Photo: DANIEL ROLAND
Will a changing financial landscape take the shine off that historic safe place to invest your nest egg, bonds?
KTRH Money Man Pat Shinn says don’t be scared by nervousness in the market for bonds. “While some say the bond market is dead and no longer a good place to invest, I say it’s one of the best place to put your money as long as you know where to look.”
Earlier this month, the US treasury saw weak demand for its long term 20-year bonds and ended up offering higher interest rates for bond holders.
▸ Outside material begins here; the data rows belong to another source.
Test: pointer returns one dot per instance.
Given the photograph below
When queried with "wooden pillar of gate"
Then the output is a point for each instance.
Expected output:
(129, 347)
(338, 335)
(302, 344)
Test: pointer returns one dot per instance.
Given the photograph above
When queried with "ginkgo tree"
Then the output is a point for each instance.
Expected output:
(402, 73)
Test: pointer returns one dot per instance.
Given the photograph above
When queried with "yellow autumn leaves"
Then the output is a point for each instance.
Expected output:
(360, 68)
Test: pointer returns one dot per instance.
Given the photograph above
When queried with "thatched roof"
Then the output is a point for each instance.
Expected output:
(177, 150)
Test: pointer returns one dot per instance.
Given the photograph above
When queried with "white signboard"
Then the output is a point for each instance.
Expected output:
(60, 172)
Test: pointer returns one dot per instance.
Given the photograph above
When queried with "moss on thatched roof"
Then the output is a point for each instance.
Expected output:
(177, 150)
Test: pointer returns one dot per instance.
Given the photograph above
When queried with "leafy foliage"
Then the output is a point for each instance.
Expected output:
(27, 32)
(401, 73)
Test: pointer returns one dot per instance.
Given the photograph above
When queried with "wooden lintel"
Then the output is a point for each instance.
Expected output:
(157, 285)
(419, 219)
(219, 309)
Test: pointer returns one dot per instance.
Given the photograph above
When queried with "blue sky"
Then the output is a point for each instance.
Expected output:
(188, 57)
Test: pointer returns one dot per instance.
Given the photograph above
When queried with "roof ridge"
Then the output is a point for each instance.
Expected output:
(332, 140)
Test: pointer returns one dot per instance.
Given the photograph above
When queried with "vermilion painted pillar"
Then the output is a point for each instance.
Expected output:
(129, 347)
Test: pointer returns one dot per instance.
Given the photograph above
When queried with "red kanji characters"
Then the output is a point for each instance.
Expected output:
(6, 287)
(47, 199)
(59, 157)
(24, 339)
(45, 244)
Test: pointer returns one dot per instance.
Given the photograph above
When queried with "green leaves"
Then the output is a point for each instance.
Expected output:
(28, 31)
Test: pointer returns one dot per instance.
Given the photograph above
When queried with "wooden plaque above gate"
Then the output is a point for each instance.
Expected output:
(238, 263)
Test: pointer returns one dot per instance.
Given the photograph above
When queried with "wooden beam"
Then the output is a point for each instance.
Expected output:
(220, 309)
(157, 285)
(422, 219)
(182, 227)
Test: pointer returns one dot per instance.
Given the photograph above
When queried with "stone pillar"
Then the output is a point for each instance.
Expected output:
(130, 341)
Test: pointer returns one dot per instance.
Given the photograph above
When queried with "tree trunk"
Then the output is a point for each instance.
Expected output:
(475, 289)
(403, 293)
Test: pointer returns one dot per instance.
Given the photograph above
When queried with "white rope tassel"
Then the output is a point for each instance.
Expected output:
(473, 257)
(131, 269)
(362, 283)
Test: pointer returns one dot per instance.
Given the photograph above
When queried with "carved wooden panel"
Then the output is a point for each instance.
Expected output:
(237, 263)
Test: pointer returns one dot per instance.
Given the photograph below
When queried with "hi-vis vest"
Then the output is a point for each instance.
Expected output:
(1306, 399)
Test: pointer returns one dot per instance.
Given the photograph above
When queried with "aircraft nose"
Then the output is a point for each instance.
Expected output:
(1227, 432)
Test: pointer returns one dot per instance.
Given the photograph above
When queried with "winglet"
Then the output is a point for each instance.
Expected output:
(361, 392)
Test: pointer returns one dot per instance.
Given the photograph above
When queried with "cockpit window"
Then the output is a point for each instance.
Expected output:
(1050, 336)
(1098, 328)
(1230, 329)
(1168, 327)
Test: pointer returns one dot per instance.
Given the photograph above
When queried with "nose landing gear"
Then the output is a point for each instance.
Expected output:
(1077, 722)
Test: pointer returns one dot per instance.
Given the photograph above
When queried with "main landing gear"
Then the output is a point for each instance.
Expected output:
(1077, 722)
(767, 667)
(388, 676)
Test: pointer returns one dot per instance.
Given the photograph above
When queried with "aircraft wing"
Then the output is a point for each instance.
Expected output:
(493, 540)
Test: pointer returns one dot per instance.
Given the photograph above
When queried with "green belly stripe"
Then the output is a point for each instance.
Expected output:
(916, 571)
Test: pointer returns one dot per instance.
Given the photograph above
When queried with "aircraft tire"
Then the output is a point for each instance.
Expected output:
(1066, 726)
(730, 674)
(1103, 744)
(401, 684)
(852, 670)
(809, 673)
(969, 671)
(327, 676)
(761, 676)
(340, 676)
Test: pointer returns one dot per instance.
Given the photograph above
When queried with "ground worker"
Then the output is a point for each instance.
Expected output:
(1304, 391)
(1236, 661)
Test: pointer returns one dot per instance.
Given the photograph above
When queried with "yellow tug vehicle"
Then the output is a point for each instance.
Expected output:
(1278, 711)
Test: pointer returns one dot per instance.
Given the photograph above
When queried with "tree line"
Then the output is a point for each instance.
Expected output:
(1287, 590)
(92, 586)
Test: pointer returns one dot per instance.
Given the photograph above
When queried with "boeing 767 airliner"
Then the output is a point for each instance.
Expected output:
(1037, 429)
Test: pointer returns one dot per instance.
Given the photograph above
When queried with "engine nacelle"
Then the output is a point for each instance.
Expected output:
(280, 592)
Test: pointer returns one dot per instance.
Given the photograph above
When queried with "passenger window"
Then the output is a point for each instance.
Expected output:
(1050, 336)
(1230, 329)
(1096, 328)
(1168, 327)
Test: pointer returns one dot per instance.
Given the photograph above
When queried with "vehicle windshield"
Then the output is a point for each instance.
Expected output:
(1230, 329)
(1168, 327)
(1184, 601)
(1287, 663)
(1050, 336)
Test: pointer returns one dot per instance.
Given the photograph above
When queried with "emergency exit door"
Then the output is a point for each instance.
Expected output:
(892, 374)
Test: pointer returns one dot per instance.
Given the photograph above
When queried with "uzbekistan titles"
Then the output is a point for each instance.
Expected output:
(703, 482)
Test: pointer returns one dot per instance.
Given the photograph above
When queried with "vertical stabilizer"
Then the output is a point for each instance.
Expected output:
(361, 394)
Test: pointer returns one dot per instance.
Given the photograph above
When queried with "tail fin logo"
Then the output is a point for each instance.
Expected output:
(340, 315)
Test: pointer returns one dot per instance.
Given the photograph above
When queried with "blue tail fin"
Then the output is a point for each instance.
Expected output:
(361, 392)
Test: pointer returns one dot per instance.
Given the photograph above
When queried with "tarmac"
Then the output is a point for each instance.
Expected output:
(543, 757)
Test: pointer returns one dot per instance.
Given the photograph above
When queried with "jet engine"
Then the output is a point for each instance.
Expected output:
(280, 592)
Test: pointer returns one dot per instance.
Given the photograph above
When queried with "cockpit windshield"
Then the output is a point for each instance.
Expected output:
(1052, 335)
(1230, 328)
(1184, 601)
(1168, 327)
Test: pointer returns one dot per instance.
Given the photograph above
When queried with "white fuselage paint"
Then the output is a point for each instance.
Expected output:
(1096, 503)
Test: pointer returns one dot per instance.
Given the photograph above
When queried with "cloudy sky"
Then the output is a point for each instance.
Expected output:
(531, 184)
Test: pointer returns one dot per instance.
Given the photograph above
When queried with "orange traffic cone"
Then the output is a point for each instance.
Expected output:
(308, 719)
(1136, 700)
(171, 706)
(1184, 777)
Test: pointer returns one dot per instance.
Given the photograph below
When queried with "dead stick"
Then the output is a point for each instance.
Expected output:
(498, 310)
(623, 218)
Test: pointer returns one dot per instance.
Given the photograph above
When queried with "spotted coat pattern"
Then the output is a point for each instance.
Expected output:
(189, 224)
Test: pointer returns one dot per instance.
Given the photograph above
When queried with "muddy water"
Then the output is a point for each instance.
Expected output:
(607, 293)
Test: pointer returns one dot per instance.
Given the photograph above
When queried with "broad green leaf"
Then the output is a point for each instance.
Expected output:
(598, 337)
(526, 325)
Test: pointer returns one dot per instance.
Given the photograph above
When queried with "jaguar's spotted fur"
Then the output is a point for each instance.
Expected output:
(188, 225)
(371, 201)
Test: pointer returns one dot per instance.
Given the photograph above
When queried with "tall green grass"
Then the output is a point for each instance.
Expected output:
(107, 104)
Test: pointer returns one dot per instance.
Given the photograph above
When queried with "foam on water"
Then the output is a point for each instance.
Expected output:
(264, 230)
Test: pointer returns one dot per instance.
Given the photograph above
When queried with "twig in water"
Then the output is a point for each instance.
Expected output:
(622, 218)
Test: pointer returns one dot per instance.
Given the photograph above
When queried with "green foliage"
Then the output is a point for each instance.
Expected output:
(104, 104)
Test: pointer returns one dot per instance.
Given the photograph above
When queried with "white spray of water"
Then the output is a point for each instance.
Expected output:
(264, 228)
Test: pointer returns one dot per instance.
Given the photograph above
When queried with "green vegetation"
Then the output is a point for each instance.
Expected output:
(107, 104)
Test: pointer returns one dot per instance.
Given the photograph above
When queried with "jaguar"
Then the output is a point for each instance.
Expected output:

That touched off speculation of a “collapse” in the bond market, prompted by economic uncertainty and, possibly, a long term trend of longtime baby boom investors moving their savings out of bonds.
Shinn says such concerns are unwarranted, although investors may want to watch for bonds likely to offer higher yields, which he says are more likely to be short term bonds.
The value of longer-term bond investments, he said, may become clear later in the year as the effects of tariffs, and potential inflation fighting moves by the Federal Reserve become more clear.
“Depending on the way tariffs shake out,” he said, “we typically want to stay away from longer term bonds and focus more on shorter term rates. That’s the sweet spot of the market.”
Some bonds, he said, offer returns that rival the gains possible from stocks, but without the risk.
“The United States is still the best credit in the world,” he declared, “and when people get scared, they only want to own United States Treasury bonds.”